I am reading some essays on the "Man'yo shuu", a compilation of 10,000 poetry slices from ancient Japan. Today, I have stumbled on a poetry that deeply impressed and moved me, so I want to share it. This is from a priest of the Gengouji temple in ancient Nara, filed as n. 1018. The most common poetry form in the Man'yo Shuu is the tanka (5-7-5-7-7), but this is a 5-7-7-5-7-7 form called Sendaika (revolving theme poetry).

Shiratama wa
White pearls...
Le perle più preziose...

hito ni shiraezu
are unknowable by the many.
sono inconoscibili alle genti.

shirazu to mo yoshi
If they don't know, then fine!
Ma anche se non le conoscono, sta bene.

Shirazu to mo
Even if they don't know
Anche se non mi conoscono

wareshi shireraba
just, if I am able to know my true self
se almeno io so conoscere il vero me

shirazu to mo yoshi
if they don't know, then fine!
Anche se non mi conoscono, sta bene.

This poetry is really outstanding in the Man'yo Shuu. It breaks almost any rule, respecting just the sendaika metric, which is uncommon by itself. There are poetry with repetitions, but repeating a whole verse is quite "daring" alone; the doubling of the repetition with the second 5 syllable verse makes this even more daring. Then, this poetry talks directly of a personal feeling, it's very intimate and warm; no metaphors and just no parallels with the surrounding natural environment. It's just as it is.

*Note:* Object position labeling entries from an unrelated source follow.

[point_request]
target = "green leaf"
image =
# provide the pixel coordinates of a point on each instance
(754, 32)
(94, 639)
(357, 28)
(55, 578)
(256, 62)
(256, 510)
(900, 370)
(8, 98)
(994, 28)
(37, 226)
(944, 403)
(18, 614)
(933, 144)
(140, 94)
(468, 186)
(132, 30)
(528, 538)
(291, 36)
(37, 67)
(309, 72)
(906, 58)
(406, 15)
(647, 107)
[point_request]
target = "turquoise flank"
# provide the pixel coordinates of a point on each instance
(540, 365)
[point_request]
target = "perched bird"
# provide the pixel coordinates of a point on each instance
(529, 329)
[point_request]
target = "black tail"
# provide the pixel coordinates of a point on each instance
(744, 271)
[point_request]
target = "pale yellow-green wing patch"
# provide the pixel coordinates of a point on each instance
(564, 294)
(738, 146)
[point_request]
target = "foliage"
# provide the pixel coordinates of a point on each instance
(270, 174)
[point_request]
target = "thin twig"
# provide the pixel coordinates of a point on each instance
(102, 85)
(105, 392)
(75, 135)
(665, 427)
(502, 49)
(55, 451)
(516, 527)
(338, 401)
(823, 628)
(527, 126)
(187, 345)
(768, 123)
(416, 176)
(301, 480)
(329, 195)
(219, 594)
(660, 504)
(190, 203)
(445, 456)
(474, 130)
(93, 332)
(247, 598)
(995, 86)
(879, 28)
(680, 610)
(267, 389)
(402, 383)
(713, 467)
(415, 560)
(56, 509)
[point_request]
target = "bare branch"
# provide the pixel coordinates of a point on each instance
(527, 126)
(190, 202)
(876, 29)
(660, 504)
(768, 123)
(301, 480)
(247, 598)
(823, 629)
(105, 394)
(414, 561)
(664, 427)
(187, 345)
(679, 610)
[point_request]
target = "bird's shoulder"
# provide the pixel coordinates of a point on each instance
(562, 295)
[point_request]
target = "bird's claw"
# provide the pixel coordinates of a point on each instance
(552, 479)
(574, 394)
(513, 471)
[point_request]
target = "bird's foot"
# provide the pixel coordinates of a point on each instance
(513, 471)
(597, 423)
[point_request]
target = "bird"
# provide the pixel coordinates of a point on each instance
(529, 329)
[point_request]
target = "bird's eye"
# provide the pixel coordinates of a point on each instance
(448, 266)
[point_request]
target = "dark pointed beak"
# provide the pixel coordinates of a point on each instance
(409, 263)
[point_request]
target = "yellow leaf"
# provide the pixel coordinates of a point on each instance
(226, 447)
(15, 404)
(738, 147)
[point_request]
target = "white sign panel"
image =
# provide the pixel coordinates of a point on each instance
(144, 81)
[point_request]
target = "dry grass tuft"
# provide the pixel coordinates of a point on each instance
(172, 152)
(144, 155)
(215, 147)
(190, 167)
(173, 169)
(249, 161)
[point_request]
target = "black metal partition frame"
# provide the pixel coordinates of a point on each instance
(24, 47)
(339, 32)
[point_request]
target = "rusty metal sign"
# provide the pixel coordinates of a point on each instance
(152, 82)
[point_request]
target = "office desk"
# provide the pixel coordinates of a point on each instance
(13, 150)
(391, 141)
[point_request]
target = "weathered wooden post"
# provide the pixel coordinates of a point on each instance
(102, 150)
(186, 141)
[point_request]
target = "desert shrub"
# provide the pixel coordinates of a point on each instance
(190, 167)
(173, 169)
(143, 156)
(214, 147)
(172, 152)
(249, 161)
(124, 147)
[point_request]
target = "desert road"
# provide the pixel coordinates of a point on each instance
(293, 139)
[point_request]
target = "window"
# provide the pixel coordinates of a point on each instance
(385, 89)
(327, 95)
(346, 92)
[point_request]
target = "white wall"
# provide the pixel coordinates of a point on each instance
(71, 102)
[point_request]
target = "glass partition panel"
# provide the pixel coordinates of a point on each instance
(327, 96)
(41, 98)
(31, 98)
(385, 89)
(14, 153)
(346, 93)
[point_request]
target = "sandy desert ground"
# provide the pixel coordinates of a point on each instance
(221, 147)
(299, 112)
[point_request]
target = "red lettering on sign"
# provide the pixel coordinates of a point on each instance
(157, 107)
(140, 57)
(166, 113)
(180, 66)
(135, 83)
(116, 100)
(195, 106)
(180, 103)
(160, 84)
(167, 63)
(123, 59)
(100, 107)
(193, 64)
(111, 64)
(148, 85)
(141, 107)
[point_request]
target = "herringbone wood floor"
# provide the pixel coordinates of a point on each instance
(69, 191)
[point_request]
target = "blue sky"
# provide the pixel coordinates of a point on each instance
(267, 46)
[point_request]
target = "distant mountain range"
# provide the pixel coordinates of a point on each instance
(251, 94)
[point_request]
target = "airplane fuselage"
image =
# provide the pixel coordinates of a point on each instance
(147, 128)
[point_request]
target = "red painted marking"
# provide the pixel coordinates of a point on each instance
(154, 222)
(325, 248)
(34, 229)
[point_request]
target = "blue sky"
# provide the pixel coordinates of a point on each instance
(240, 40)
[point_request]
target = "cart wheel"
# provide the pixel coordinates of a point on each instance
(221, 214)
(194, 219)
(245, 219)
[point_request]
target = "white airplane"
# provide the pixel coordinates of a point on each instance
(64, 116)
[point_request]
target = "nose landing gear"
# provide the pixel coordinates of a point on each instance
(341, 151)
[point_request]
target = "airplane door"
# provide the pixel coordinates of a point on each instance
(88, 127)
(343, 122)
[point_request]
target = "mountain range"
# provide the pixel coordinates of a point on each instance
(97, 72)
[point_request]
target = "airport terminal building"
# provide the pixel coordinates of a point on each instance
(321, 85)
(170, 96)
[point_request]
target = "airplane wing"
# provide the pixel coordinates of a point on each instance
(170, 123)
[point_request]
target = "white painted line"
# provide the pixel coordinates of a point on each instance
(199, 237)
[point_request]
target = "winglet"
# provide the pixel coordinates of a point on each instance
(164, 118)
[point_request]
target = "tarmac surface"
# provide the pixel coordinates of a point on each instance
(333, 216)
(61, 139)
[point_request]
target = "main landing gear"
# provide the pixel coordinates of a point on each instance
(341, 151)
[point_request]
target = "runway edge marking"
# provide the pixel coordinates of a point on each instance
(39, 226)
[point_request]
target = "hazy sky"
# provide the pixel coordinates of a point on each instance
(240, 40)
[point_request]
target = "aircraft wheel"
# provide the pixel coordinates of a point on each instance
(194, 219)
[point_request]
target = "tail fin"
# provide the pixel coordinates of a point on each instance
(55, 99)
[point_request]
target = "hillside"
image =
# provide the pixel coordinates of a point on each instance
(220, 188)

And mostly astonishing, while this poetry is 1300 years old, except for shireraba, now spelled as shirareba, and the term wareshi that sounds quite old, it uses words and grammatical forms that are absolutely still used today. It's a message that traveled through more than a thousand years, with its emotional charge still powerful as the day it has been written.

I wish I was able to reach this same detachment and self-completeness.